2

What is the most efficient way to find consecutively repeating strings in a Python list?

For example, suppose I have the list ["a", "a", "b", "c", "b","b","b"]. I want an output of something like: ["group of 2 a's found at index 0, group of 3 b's found at index 4'].

Is there a built in function to accomplish this task? I did find numpy.bincount, but that seems to only work on numeric values.

Thanks in advance for the help.

Pythontology
  • 1,494
  • 2
  • 12
  • 15
  • possible duplicate of [How to count the frequency of the elements in a list?](http://stackoverflow.com/questions/2161752/how-to-count-the-frequency-of-the-elements-in-a-list) – Nir Alfasi Aug 22 '14 at 01:55
  • Only consecutive repeated elements? Not just anywhere? – Patrick Collins Aug 22 '14 at 01:57
  • Yes, only consecutive repetitions. **alfasin**, I did see that thread, but the solutions seemed to count all repetitions, not just consecutive ones. – Pythontology Aug 22 '14 at 02:02

2 Answers2

10

It’s funny that you should call it a group, because the function probably best-suited to this is itertools.groupby:

>>> import itertools
>>> items = ["a", "a", "b", "c", "b", "b", "b"]
>>> [(k, sum(1 for _ in vs)) for k, vs in itertools.groupby(items)]
[('a', 2), ('b', 1), ('c', 1), ('b', 3)]

(sum(1 for _ in vs) is a count, by the way, since len doesn’t work on just any iterable, and len(list(…)) is wasteful.)

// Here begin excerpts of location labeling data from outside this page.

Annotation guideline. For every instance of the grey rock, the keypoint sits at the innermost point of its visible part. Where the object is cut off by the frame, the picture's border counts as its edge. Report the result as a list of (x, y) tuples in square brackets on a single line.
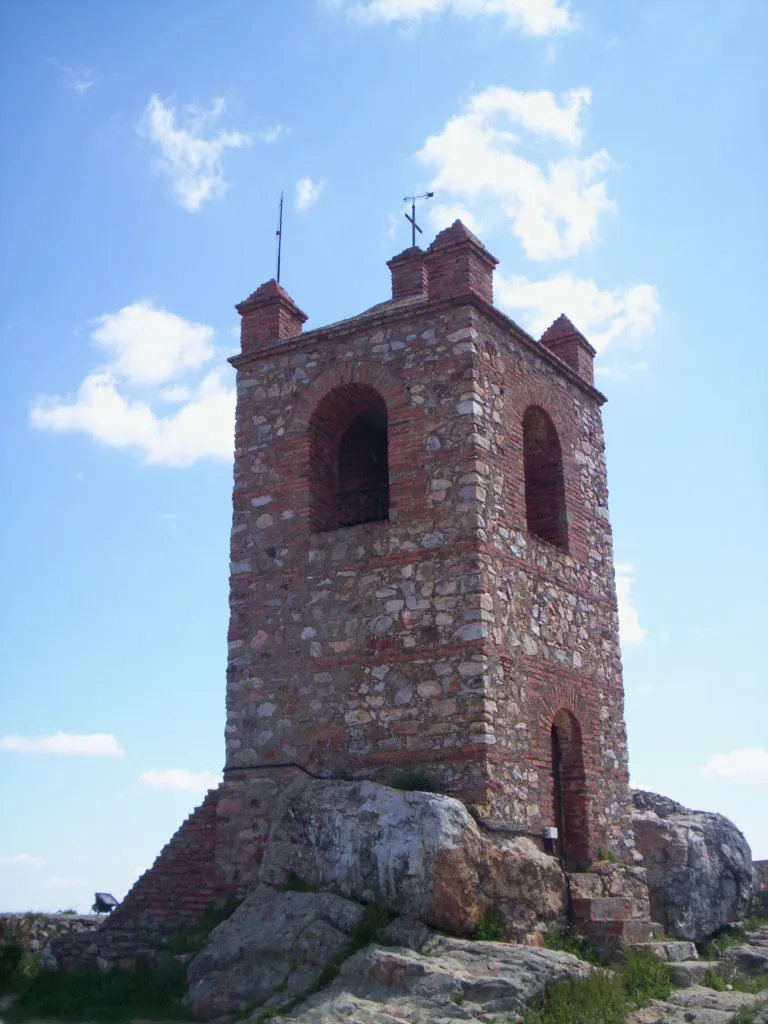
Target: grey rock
[(695, 1006), (450, 980), (747, 958), (422, 854), (272, 948), (698, 865), (690, 973)]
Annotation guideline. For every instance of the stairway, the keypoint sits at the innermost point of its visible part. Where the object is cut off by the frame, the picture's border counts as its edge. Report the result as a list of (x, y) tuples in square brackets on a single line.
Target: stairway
[(609, 905)]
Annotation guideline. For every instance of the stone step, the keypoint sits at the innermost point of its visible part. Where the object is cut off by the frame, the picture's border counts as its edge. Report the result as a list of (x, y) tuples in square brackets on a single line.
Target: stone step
[(673, 950), (687, 973), (603, 908)]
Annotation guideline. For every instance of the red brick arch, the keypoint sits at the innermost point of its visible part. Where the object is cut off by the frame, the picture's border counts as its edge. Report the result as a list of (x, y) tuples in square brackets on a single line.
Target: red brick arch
[(555, 403), (406, 429)]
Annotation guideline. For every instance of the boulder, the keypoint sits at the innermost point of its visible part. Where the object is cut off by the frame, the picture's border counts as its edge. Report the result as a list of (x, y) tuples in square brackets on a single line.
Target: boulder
[(444, 979), (698, 1006), (272, 948), (698, 866), (419, 853)]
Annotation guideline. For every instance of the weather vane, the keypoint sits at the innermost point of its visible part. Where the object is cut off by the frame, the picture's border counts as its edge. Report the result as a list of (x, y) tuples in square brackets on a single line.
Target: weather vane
[(279, 232), (412, 216)]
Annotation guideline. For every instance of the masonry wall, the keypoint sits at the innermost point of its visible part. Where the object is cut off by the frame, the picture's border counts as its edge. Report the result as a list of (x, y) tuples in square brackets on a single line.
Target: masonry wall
[(357, 649), (552, 622), (448, 635)]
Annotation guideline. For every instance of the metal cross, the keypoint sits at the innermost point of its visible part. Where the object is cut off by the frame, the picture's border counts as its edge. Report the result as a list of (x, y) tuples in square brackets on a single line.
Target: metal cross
[(412, 217)]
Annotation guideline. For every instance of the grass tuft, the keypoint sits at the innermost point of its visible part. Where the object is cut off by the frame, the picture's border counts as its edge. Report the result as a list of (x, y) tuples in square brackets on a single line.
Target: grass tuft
[(489, 927), (413, 780), (154, 992)]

Getting the index is a little more complicated; I’d just do it using a loop.

import itertools

def group_with_index(l):
    i = 0

    for k, vs in itertools.groupby(l):
        c = sum(1 for _ in vs)
        yield (k, c, i)
        i += c
Ry-
  • 218,210
  • 55
  • 464
  • 476
  • I don't think this gives you only consecutive repetitions, does it? – Patrick Collins Aug 22 '14 at 01:59
  • @PatrickCollins: It does! That’s why you generally pass something sorted to `groupby`. (See the example output, too.) – Ry- Aug 22 '14 at 01:59
  • Is there a quick way to get the indices of the consecutive blocks, as in my post? I suppose that shouldn't be too hard to write myself, but I'd prefer to use the (more efficient) built-in method, if it exists! – Pythontology Aug 22 '14 at 02:03
  • @Pythontology: Hm… I’ve been trying a few things, and there doesn’t seem to be an efficient way that’s simpler than a loop. – Ry- Aug 22 '14 at 02:19
1

This requires state information between elements of the loop so its not easy to do with a list comprehension. Instead you can keep track of last value in a loop:

groups = []
for i, val in enumerate(["a", "a", "b", "c", "b","b","b"]):
    if i == 0:
         cnt = 1
         loc = i
         last_val = val
    elif val == last_val:
         cnt += 1
    else:
         groups.append((cnt, last_val, loc))
         cnt = 1
         loc = i
         last_val = val

for group in groups:
     print("group of {0} {1}'s found at index {2}".format(*group)

Output:

group of 2 a's found at index 0
group of 1 b's found at index 2
group of 1 c's found at index 3
Robb
  • 433
  • 2
  • 9